Pour de nombreux fans, le constat est clair : les jeux Pokémon ont du mal à avancer. Certes, à chaque nouvelle génération, de nouvelles mécaniques, et Game Freak propose son lot d’évolutions de gameplay à travers la série Légendes Pokémon, mais graphiquement et techniquement, la licence paraît en retard. Alors la critique est facile, mais rejeter toute la faute sur Game Freak, c’est peut-être un peu naïf, quand bien même il s’agit là du studio de développement.
Tout le monde veut sa part du gâteau de poche
Ne serait-ce que pour la création d’un jeu de la série principale, Game Freak n’est pas le seul décisionnaire. Si le studio avait choisi la voie de l’auto-édition à ses débuts, peut-être que la situation en serait autrement, mais le fait est que la marque Pokémon n’est détenue aujourd’hui que pour un tiers par Game Freak ; les deux autres tiers sont détenus par Nintendo, qui s’occupe de l’édition des jeux, et de Creatures, qui gère les extensions du jeu de cartes.
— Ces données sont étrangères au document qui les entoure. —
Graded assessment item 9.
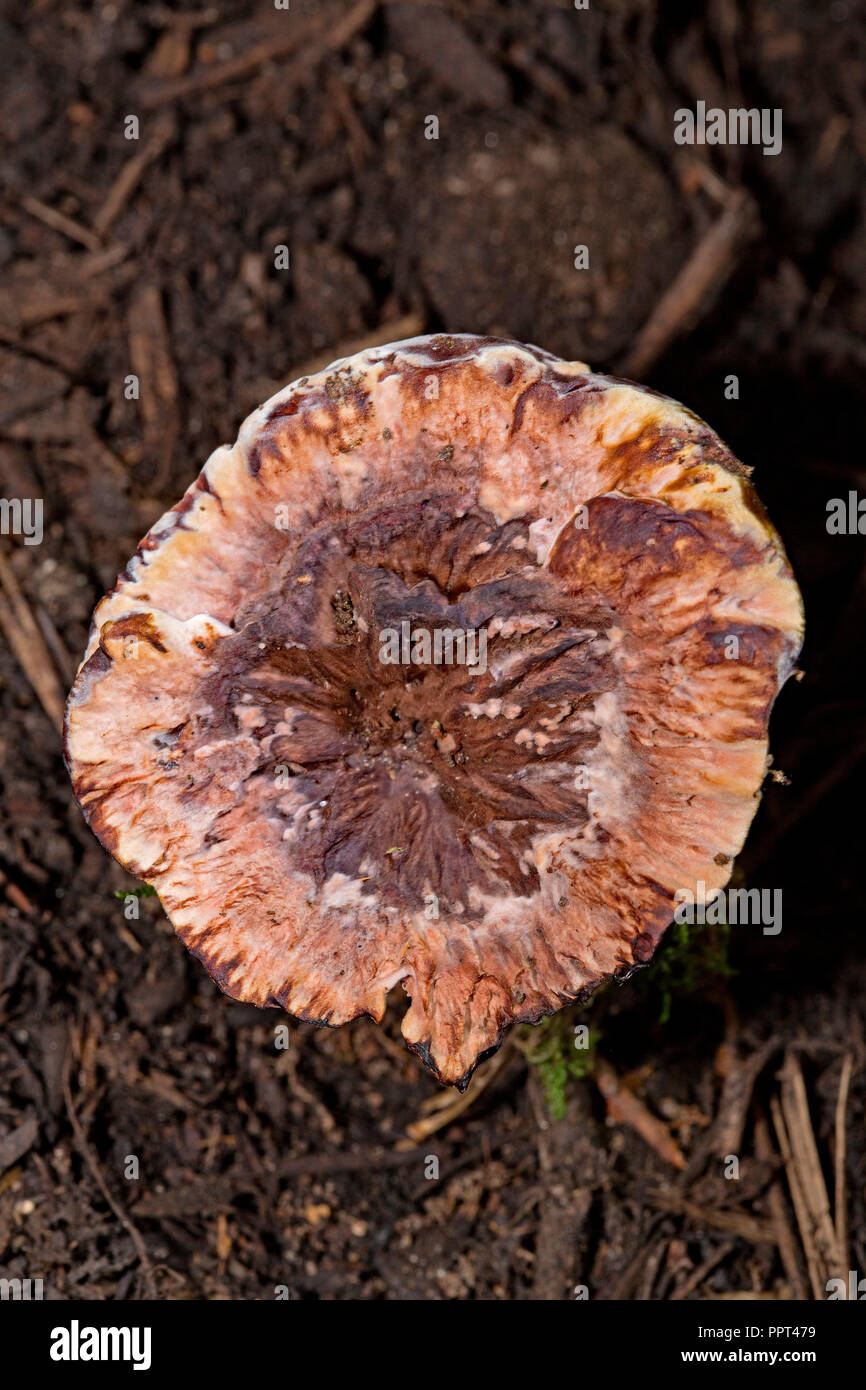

Etant donné que les trois entreprises ont leur mot à dire sur le développement des jeux, il ne faut pas s’étonner du fait que le calendrier de sortie des différentes extensions du TCG influe sur le rythme de sortie des jeux : il faut régulièrement renouveler les créatures que l’on peut traquer dans les boosters. De fait, Pokémon est une machine à la production presque mécanique, rythmée par la recherche d’un profit perpétuel.
Et cette situation se complexifie encore sur deux points. Le premier, c’est l’existence de The Pokémon Company, l’entité fondée en 1998 par les trois entreprises précédentes pour gérer les droits de la licence en Asie (cette entité a par la suite fondé une filiale, The Pokémon Company International, pour gérer les droits de Pokémon sur les autres continents). En soi, on pourrait considérer TPC comme l’entité qui permet de coordonner les trois entreprises : elle fluidifie en quelque sorte la production.
Le second point, c’est l’existence de Shogakukan, un éditeur japonais : ce dernier codétient les droits pour l’anime, les manga et les films Pokémon. Comme chaque génération a le droit à sa série d’animation, il faut décider d’un calendrier pour faire coïncider la sortie du jeu principal et le début de la série.
Etant donné que la série est diffusée, sans pause majeure, au rythme d’un épisode par semaine, retarder la sortie du prochain jeu obligerait Shogakukan a ordonné au studio d’animation OLM de produire autant d’épisodes que nécessaire pour ne pas laisser de vide entre les deux séries, au risque de voir les audiences baisser.
Le passage à la 3D, une fausse bonne idée ?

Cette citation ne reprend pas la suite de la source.